O escritor cubano Edmundo Desnoes

Edmundo Desnoes, 83 anos, é um escritor cubano, autor do romance Memórias do Subdesenvolvimento, livro que deu origem ao filme homônimo, dirigido por seu compatriota Tomás Gutiérrez Alea (1928-1996), em 1968. O longa, considerado um dos mais importantes registros do cinema latino-americano, premiado em diversos festivais pelo mundo, mescla documentário e ficção para contar a história de um homem de classe média alta que vê sua mulher e seus amigos fugirem de Cuba logo após a Revolução. O protagonista decide ficar e acompanhar de perto os rumos que sua terra natal irá seguir.

Nos Estados Unidos, o livro Memórias do Subdsenvolvimento foi lançado com o título de Memórias Inconsoláveis, termo que Desnoes tomou de Hiroshima mon Amour, filme dirigido pelo francês Alain Resnais com roteiro de Marguerite Duras, lançado em 1959.

Desnoes, que reside em território americano, foi convidado por Petra Costa para participar de um bate-papo no dia 31 de maio de 2014, em Nova York, no evento Cinema, Memória e América Latina, promovido para o lançamento de ELENA nos Estados Unidos.

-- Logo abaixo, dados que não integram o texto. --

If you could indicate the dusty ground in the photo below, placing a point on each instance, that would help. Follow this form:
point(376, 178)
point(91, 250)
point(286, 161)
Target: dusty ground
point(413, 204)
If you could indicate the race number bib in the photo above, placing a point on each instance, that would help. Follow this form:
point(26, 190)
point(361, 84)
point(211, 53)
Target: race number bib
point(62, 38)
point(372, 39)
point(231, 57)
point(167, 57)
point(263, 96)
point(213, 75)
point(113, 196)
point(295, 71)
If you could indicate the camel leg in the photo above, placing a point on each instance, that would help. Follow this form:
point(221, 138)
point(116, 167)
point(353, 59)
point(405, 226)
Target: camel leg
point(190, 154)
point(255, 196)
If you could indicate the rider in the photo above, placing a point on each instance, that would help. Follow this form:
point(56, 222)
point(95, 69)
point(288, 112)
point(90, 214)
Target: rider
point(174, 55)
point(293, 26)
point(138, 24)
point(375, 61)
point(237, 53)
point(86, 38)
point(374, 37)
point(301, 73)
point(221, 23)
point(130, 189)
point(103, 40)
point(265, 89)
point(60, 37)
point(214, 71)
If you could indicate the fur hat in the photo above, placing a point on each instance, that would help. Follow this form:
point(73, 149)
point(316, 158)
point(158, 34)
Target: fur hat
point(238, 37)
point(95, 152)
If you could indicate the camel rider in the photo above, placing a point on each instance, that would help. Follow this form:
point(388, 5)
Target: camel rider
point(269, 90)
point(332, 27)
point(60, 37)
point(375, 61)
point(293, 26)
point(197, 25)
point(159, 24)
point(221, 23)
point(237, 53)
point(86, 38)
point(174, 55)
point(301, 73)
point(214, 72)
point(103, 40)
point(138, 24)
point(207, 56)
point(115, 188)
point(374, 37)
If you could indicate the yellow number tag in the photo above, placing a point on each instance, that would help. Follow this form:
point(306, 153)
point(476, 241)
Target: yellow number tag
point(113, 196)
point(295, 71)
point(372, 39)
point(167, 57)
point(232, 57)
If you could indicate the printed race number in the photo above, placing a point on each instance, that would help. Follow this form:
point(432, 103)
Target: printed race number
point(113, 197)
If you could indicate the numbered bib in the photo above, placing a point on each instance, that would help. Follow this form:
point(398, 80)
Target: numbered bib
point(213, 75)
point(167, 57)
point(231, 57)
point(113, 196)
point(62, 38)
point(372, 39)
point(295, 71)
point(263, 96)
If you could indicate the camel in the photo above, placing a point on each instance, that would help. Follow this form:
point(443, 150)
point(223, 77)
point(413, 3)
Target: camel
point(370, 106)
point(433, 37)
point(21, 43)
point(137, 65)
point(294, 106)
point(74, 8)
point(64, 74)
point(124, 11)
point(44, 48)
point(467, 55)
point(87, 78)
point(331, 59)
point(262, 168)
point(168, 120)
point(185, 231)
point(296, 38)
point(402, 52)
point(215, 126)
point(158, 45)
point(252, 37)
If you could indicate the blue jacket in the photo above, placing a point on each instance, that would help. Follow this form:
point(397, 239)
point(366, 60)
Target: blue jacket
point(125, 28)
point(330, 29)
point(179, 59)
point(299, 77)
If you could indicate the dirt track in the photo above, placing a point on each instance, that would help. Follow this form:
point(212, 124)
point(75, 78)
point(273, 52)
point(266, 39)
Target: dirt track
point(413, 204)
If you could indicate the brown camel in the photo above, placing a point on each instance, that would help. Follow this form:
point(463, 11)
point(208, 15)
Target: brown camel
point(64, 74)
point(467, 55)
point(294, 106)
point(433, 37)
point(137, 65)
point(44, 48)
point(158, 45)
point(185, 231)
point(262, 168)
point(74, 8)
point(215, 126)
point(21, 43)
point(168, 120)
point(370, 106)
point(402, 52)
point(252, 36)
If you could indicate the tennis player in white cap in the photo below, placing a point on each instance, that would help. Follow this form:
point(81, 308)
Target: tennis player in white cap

Em seu discurso de análise sobre ELENA, Desnoes afirmou que, historicamente, o cinema latino-americano, com raras exceções, tem sido carregado de “realismo social, fingindo revelar o som e a fúria de nossos anseios sociais”, o que deixa de lado o indivíduo, suas dúvidas e ambiguidades. A crítica foi dirigida, inclusive, para o amigo Alea, a quem ele chama de Titón, por Guantanamera (1995), uma tragicomédia que se passa em meio a uma crise de combustível em Cuba. É como se Desnoes pedisse mais Hamlet e menos Dom Quixote.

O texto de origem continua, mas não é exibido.